What is the minimum pushing force required

[nns91]

Homework Statement

So there are 2 boxes: 1 has a mass of 16kg and the other is 88kg. There is friction between 2 boxes, the surface which box 88kg is on is frictionless. Static friction coefficient is 0.38. Box 16kg is not on the surface, it's is push against the 88kg box. What is the minimum pushing force required in order for box 16kg not drop

Homework Equations

F=ma

The Attempt at a Solution

So I do F=ma in the y direction which is F_s - mg=0 to find F_s. Then I do in the x direction F-F_n= 0. From F_s I can get F_n by dividing F_s by 0.38.

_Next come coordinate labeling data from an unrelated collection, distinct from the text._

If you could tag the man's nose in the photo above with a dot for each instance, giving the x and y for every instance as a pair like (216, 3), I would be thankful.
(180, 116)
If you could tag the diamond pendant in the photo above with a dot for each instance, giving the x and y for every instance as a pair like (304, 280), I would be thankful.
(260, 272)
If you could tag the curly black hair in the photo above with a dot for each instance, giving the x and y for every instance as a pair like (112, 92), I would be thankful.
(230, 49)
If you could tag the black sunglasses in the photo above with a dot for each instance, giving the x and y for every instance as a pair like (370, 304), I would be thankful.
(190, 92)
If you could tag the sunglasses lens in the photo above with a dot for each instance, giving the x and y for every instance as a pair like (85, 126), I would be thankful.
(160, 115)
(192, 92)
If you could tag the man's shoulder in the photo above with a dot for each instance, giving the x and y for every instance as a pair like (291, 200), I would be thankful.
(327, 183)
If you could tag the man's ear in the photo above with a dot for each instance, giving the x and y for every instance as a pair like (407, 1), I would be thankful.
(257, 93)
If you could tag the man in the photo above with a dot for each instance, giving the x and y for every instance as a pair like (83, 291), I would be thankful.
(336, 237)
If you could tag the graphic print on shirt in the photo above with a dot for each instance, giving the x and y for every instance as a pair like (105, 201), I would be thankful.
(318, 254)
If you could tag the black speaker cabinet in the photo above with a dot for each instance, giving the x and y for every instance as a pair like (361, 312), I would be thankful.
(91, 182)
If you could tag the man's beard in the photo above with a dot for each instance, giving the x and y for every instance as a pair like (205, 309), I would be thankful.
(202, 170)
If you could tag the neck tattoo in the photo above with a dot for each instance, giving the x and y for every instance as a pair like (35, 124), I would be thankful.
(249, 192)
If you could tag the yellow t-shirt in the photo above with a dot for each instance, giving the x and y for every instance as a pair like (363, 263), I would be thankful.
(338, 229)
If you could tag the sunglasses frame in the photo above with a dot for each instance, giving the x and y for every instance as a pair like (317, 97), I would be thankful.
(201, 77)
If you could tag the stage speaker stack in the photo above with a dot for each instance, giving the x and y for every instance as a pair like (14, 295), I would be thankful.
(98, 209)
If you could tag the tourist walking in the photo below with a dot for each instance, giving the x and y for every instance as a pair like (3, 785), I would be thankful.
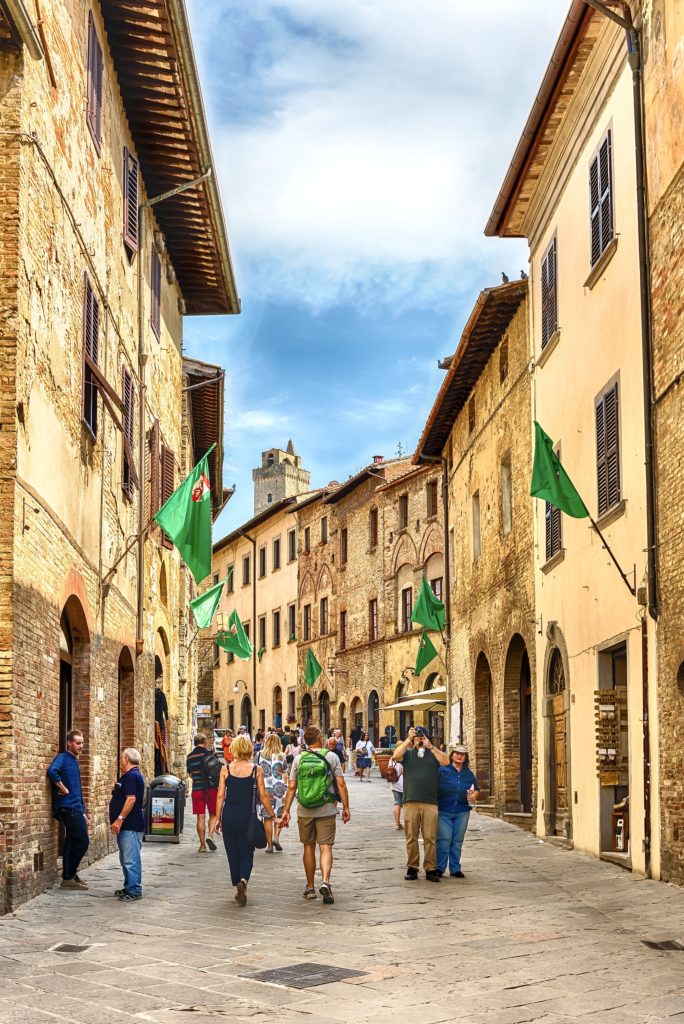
(317, 781)
(234, 806)
(204, 768)
(421, 778)
(69, 809)
(365, 752)
(271, 760)
(127, 823)
(458, 792)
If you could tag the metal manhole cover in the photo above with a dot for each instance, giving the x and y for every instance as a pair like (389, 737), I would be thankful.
(304, 975)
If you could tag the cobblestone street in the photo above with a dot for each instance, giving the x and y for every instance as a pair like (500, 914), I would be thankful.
(533, 933)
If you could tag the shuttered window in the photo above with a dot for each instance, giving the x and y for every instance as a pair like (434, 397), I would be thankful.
(549, 294)
(94, 85)
(90, 355)
(130, 201)
(607, 451)
(600, 190)
(156, 281)
(168, 467)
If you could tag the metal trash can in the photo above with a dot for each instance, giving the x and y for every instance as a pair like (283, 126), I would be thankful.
(165, 809)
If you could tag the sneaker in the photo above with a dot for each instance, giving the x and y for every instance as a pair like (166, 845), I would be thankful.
(327, 892)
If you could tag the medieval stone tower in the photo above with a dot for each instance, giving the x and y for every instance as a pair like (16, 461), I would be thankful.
(281, 475)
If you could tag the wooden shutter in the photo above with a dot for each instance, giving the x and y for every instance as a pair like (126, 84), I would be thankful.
(549, 295)
(95, 75)
(607, 451)
(168, 466)
(130, 200)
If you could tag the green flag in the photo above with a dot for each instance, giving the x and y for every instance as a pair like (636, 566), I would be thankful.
(185, 518)
(426, 652)
(234, 639)
(429, 610)
(313, 670)
(550, 481)
(204, 607)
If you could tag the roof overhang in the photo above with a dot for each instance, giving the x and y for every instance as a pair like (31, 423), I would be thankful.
(492, 314)
(151, 45)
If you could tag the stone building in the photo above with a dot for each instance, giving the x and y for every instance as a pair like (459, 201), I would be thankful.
(93, 287)
(479, 429)
(571, 192)
(664, 118)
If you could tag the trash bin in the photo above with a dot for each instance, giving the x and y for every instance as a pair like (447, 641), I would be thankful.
(165, 808)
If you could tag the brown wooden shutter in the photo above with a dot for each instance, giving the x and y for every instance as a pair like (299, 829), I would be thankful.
(130, 200)
(168, 467)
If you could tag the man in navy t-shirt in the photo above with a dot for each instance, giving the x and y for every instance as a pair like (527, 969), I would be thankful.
(127, 821)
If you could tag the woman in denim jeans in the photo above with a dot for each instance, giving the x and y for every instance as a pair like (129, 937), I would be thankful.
(457, 794)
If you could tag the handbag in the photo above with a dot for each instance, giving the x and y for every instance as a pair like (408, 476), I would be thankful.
(256, 834)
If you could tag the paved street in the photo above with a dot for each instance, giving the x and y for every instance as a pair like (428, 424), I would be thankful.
(533, 933)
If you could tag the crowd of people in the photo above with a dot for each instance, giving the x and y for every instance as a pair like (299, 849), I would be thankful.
(246, 798)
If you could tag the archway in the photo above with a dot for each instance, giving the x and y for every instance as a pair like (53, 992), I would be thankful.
(482, 744)
(374, 718)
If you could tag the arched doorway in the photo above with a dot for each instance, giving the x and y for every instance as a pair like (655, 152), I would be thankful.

Did I solve the problem right ?

 

[Nasa01]

Hi

It's in the middle of the night for me and I've got high fever but I think you made one single mistake. You should not divide F_s by 0.38 but rather multiply them.

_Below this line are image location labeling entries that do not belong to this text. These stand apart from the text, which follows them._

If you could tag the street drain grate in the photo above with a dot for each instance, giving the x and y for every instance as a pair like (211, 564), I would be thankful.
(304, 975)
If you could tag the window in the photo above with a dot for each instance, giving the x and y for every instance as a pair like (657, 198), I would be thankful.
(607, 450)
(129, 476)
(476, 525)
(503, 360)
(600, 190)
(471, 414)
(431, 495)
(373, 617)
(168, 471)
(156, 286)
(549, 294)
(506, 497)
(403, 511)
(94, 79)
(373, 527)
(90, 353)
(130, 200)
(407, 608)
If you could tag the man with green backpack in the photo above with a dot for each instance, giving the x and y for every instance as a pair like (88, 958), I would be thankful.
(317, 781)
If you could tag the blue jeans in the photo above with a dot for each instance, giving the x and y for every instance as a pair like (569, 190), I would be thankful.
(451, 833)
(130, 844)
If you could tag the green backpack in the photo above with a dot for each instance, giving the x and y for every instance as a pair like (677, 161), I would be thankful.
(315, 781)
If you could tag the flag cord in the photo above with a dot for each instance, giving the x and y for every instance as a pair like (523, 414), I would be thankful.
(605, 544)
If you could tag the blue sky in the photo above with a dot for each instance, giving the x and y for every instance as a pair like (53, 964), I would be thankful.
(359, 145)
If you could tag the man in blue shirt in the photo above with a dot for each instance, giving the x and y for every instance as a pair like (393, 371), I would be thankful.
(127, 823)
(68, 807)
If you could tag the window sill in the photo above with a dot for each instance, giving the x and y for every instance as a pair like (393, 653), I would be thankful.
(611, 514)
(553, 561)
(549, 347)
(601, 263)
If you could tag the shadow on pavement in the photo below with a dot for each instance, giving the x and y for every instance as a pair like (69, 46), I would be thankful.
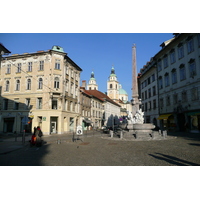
(26, 156)
(186, 135)
(194, 144)
(173, 160)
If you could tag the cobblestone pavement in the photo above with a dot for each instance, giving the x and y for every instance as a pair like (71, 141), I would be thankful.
(97, 149)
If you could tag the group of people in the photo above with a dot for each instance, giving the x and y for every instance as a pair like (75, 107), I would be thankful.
(36, 137)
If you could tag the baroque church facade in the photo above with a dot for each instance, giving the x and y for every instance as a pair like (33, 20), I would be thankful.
(114, 91)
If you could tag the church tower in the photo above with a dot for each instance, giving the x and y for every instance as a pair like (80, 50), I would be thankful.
(92, 85)
(113, 86)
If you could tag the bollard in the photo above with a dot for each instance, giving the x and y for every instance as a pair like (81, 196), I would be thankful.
(58, 141)
(121, 134)
(111, 133)
(164, 134)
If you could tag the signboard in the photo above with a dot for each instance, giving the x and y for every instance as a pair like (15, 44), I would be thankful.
(79, 130)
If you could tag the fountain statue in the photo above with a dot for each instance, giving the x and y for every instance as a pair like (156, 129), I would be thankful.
(136, 126)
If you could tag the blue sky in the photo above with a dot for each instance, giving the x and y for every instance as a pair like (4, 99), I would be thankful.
(93, 51)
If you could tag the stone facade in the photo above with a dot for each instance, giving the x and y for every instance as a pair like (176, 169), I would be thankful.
(43, 86)
(178, 80)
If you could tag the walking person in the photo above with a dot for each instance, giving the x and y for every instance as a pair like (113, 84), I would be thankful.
(38, 134)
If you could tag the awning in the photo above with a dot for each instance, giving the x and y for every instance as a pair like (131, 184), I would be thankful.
(164, 116)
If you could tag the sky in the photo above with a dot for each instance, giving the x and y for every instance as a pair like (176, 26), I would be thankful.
(96, 52)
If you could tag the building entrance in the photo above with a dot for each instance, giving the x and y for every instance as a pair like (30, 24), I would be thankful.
(54, 121)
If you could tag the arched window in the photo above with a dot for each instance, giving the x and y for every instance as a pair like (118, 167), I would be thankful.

Think of it this way. If you divide F_s by the friction coefficient and the friction coefficient --> 0 that would imply the friction force would --> infinity, and that dos not seem right...

Hope this helps!

Cheers

 

[nns91]

But F_s = F_n * coefficient of static friction right ? so F_n =F_{s[/SUB / 0.38 right ?}

 

[Nasa01]

Hi
I might be confused by your nomenclature. I think you might have mixed up F_s and F_n, though it might be me reading the problem or your solution wrong as well. Anyway, here's how I would solve the problem:

Known:
Mass m₁ = 16 kg
COF u = 0.38
acc. g = 9.82 m/s²

Find the friction force F_F

Equations
F = mg [1]
u = F_F/F_N [2]

My calculations:
Force normal to the plane, F_N, is found using [1] (F_N=m₁*g) [3]

[2] is rewritten as F_F=u*F_N [4]

Using [3] in [4] yields F_F=u*m₁*g

This gives a numerical value of roughly 60 N

Questions, comments?

Cheers!

 

[nns91]

probably I confused you guys.

The problem is not like that.

The 16 kg is on the left side of the 88kg and kinda pushed against the 88kg but in the air, 16kg box is not on the frictionless surface. We need to find the min F pushing the 16kg box against the other in order for the 16kg not drop. Get it ??

 

[Nasa01]

I see...
Now I understand the problem and your solution. And now I agree with you and your solution. Sorry for my confusion.

Just for clarification:
The friction force, F_F, is linearly dependent on the applied force,F_P (P for Push), on the 16kg-box:

F_F= u*F_P [1]

F_N=m₁₆*g [2]

To balance the box you need top satisfy F_N = F_F [3]

[1] and [2] in [3] gives: m₁₆*g = u*F_P [4]

And [4] can be rewritten as F_P = (m₁₆*g)/u

Cheers!

 

[nns91]

So I did it right ?

Peace ! It was on my test. I screwed up a lot so at least I did something right.